INDEX SUPPLEMENT B: RECENT 
ORTHODOX MATYRS

©  2004 by Orchid Land Publications

[20040424]

     While Juan Diego of South America has recently been declared the first Roman Catholic indigenous American Saint, the first Orthodox indigenous North American Saint,  Peter the Aleut, and one of the first Orthodox Saints in North America, has been recognized as such by the Orthodox Church for some time.  Having been baptized by Russian monks on Kodiak Island and later being in the employ of the Russian-American Trading Company, he was captured in 1815 by Spanish sailors and taken to San Francisco.  Roman Catholic priests tried to force him to embrace Roman Catholicism.  He said. "We are Christians; we have been baptized."  When the Saint refused to renounce Orthodoxy, the Latins cut off his fingers and then his hands.  St. Peter died as a result of the tortures, thus accepting martyrdom rather than betraying the true Faith.  His festival is September 24th.  More information can be

obtained HERE.   St. Peter was the first native-American martyr to have been glorified (i.e. officially acknowledged to be a Saint) by the holy Orthodox Church.  Several Russian missionaries in Alaska from the end of the 18th century and the early nineteenth century have also been glorified.  Some were martyred.  St. Innokenty later became the chief hierarch of the Russian Orthodox Church in Moscow.  The missionary work in Alaska (while it was still Russian, before Alaska was urchased by the USA) is the root and foundation of North American Orthodoxy--the only Orthodox body in America till Communism upset the situation in Russia, and various groups formed their own hierarchies--a very uncanonical situation that can be resolved only by ecclesiastical unity under a single American patriarch.  
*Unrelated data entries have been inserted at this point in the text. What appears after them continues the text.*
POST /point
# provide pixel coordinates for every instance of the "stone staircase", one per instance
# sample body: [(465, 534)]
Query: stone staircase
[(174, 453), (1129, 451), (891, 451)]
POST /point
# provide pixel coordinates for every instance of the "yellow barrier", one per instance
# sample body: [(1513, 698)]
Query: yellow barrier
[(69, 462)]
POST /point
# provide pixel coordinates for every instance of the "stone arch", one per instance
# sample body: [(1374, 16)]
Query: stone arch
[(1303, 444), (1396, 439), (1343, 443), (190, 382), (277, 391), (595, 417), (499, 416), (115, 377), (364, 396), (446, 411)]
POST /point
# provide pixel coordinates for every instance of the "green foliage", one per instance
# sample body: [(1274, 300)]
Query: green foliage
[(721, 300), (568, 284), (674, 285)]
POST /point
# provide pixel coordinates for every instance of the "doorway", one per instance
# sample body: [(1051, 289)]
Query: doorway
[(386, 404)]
     If the main Orthodox bodies cannot unite in a an American Orthodox Church with its own patriarch, does it make sense for these bodies to think of discussing an improbable unity with OTHERdox, CACOdox, NEOdox,  AUTOdox, MICROdox, and SCHETICOdox forms of Christianity?  Isn't that turning reasonable priorities upside-down--rather like trying to unite a county council of one state with the legislature of another state, or trying to use a keyboard and monitor when the computer is lacking?

 

     We should not forget the Orthodox Martyrs under 
barbarisms of the twentieth century:

--under the Turks:  more than three million Greek, Armenian, and Nestorian Christians died.  A leading Greek bishop had his eyes punched out and was then burned alive.   
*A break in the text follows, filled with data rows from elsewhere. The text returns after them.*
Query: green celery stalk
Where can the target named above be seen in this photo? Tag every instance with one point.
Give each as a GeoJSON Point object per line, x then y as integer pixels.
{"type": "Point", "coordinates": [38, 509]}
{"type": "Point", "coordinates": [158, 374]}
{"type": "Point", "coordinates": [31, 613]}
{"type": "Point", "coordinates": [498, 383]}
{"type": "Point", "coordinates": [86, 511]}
--in the Communist Soviet Union,  600 bishops, 40,000 priests, and 120,000 monastics perished; only 200 priests survived.  SIxty million laypersons are reported to have suffered death for being Christian; even more suffered deprivation of their possessions and imprisonment during that ghastly time.  All readers could be well advised to read Father Arseny . . . priest, prisoner, spiritual father (St. Vladimir's Seminary Press, 2000).

--millions perished in Romania and Serbia.  Fifteen hundred Orthodox monasteries in Albania  were reduced to about twenty.